On August 1, 1996, the new "Electric Space: Bolts, Jolts, and Volts from the Sun" exhibit opened for the first time to the public at NOAA's Silver Spring, Maryland, facility just north of Washington, D.C. Electric Space is an educational outreach project intended to communicate the achievements of space physics to the general public. Interactive displays, video movies, computer information stations, full-sized spacecraft models, and a multitude of beautiful graphics occupy 3,800 square feet. Through these media the browser learns about the Sun's effects on the Earth, space weather, plasma astrophysics, magnetic field interactions, the aurora, and other space physics phenomena that affect the lives of humans.
The exhibit was created by the Space Science Institute in Colorado in close collaboration with the Franklin Institute Science Museum in Philadelphia, Pennsylvania, and the Association of Science and Technology Centers (ASTC) with major funding from the Informal Science Education Program of the National Science Foundation's Education and Human Resources Directorate, and NASA's Space Physics Division. The Space Science Data Operations Office (SSDOO) contributed to the project by providing volunteers to serve as docents (scientist/guides) to the exhibit for the public for a morning or afternoon. SSDOO personnel also created a Web page for volunteers to sign up for sessions during the course of the exhibition in Silver Spring.
The author served as a docent on the second day of the exhibition. As might be expected from the exhibit's first few days, there were still a number of displays that needed additional setup and debugging. Nonetheless, it was clear that this was by far the most appealing and professional display of space physics phenomena this author had ever encountered. Visitors were clearly impressed by the phenomena being shown and displayed. It is not easy to convey the concept of plasma, the fourth state of matter, the solar wind and its interaction with the Earth's magnetic field, the colors and patterns of the northern lights, etc., but the interactive displays and integrated multimedia did an excellent job of leading the viewer into these concepts. Children were especially appreciative of the largest terrella ever built, a giant "spirograph" that allowed them to create pictures showing how the solar wind spirals out from the Sun, a large equivalent of a "magnadoodle" where the effects of various magnets on iron filings could be observed, several interactive computer screens, etc. It was a pleasure to answer the wide-ranging questions of both adults and children and to assist in their understanding of the concepts.
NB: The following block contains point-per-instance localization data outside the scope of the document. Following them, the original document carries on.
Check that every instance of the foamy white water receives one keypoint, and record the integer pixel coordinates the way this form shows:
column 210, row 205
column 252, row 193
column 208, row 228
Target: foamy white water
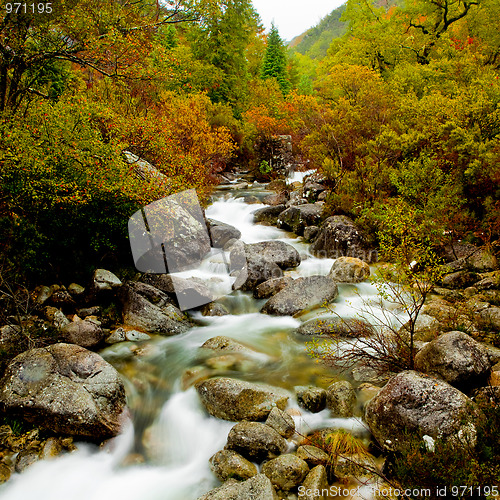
column 181, row 437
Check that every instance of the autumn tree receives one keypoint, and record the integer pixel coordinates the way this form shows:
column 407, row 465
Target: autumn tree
column 107, row 37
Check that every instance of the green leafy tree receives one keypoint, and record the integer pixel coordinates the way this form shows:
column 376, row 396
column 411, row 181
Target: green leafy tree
column 221, row 37
column 275, row 60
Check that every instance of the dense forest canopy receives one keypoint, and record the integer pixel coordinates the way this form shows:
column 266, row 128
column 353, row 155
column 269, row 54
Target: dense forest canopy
column 402, row 108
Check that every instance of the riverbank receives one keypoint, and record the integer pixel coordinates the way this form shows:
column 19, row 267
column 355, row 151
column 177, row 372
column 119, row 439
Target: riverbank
column 163, row 376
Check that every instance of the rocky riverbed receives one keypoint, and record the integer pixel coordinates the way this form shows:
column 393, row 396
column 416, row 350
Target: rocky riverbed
column 224, row 402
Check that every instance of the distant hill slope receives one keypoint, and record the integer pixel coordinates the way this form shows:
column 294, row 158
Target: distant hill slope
column 316, row 40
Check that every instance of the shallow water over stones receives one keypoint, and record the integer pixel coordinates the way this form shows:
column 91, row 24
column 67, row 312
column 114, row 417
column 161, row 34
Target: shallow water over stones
column 165, row 453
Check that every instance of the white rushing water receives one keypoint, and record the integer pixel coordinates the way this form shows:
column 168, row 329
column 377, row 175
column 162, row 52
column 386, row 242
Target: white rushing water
column 177, row 435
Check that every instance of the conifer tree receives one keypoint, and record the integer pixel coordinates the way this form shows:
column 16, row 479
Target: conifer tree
column 275, row 60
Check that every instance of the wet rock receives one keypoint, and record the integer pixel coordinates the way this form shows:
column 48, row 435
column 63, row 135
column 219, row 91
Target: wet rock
column 460, row 279
column 335, row 327
column 183, row 290
column 76, row 290
column 227, row 464
column 312, row 189
column 251, row 200
column 214, row 309
column 51, row 448
column 268, row 215
column 253, row 272
column 490, row 318
column 139, row 313
column 366, row 392
column 286, row 471
column 297, row 218
column 56, row 317
column 62, row 299
column 281, row 422
column 89, row 311
column 312, row 399
column 231, row 362
column 338, row 236
column 9, row 336
column 359, row 466
column 126, row 335
column 276, row 198
column 234, row 400
column 467, row 256
column 349, row 270
column 412, row 404
column 296, row 199
column 83, row 333
column 271, row 287
column 280, row 253
column 5, row 473
column 255, row 441
column 258, row 262
column 258, row 487
column 25, row 458
column 426, row 328
column 341, row 399
column 66, row 389
column 221, row 233
column 104, row 280
column 303, row 294
column 41, row 294
column 312, row 455
column 456, row 358
column 310, row 232
column 367, row 374
column 315, row 484
column 226, row 344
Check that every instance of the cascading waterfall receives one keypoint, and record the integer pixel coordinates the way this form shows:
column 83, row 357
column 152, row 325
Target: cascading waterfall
column 170, row 430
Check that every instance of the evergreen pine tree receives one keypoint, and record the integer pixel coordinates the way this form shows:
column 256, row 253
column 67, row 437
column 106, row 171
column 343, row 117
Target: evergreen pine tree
column 275, row 60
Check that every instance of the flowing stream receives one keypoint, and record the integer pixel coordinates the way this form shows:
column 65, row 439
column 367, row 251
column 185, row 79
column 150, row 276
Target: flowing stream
column 165, row 451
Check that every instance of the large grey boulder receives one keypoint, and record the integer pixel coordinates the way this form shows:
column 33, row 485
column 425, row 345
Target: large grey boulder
column 339, row 236
column 141, row 314
column 256, row 263
column 180, row 290
column 256, row 441
column 66, row 389
column 349, row 270
column 227, row 464
column 83, row 333
column 281, row 422
column 104, row 280
column 298, row 217
column 234, row 400
column 258, row 487
column 221, row 233
column 268, row 215
column 315, row 484
column 271, row 287
column 413, row 405
column 286, row 471
column 310, row 398
column 282, row 254
column 303, row 294
column 456, row 358
column 341, row 399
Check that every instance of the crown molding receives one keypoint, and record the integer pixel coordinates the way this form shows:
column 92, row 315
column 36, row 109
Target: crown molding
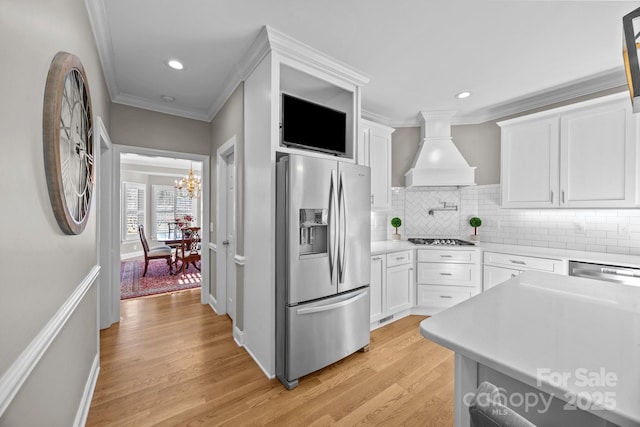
column 102, row 36
column 610, row 79
column 271, row 40
column 294, row 49
column 134, row 101
column 258, row 50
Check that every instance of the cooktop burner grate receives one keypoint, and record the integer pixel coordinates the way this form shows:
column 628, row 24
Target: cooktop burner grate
column 440, row 242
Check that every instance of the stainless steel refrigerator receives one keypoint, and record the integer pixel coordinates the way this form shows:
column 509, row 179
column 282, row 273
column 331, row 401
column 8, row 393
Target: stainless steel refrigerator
column 322, row 263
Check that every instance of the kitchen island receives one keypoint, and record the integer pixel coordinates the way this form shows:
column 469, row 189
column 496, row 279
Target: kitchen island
column 564, row 350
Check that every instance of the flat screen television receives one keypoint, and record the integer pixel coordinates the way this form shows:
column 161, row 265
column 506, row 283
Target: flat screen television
column 312, row 126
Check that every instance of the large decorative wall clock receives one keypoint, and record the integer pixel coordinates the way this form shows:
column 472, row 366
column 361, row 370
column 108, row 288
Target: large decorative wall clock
column 68, row 142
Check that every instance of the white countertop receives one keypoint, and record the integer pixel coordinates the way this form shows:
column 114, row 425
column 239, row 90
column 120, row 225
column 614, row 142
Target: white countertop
column 594, row 257
column 560, row 323
column 387, row 246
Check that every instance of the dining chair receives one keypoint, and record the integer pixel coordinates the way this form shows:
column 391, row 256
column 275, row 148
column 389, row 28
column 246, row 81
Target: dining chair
column 158, row 252
column 189, row 250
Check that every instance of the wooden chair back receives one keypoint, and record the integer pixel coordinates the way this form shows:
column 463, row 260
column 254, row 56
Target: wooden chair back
column 143, row 239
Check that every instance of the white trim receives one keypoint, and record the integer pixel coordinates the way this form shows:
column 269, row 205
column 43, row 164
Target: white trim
column 130, row 255
column 13, row 379
column 206, row 182
column 213, row 304
column 255, row 359
column 87, row 395
column 238, row 336
column 225, row 150
column 102, row 36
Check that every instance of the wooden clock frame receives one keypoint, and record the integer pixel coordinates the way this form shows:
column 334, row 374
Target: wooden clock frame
column 68, row 142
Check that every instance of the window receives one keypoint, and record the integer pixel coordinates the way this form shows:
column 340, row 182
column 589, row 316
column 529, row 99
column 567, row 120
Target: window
column 133, row 209
column 167, row 206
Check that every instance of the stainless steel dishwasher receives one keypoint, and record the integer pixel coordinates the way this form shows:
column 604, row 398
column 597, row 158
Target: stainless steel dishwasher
column 608, row 273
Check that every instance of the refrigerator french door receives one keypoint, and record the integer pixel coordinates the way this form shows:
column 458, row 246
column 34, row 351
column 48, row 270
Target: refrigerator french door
column 322, row 256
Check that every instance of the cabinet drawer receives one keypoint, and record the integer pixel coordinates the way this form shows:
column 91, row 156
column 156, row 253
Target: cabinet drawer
column 443, row 255
column 399, row 258
column 523, row 262
column 446, row 274
column 441, row 296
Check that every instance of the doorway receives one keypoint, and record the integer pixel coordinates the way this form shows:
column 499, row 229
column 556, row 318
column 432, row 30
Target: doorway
column 112, row 235
column 226, row 256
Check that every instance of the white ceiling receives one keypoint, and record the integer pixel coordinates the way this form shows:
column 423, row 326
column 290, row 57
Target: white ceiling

The exhibit closed in Silver Spring on Labor Day (September 2, 1996), but from there it moved on to the Virginia Air and Space Center in Hampton, Virginia, where it will be until January 7, 1997. It will be coming back to Maryland at the Science Museum in Baltimore, Maryland, in February 1997 where it will be staying until April 1997. Further information on the itinerary is available at the Web site at http://www-ssi.colorado.edu/Schedule/1.html. The exhibit will be on tour for three years and is expected to be seen by three million adults and children. A smaller 750-square-foot exhibit has been on tour for several years and will continue through 1997.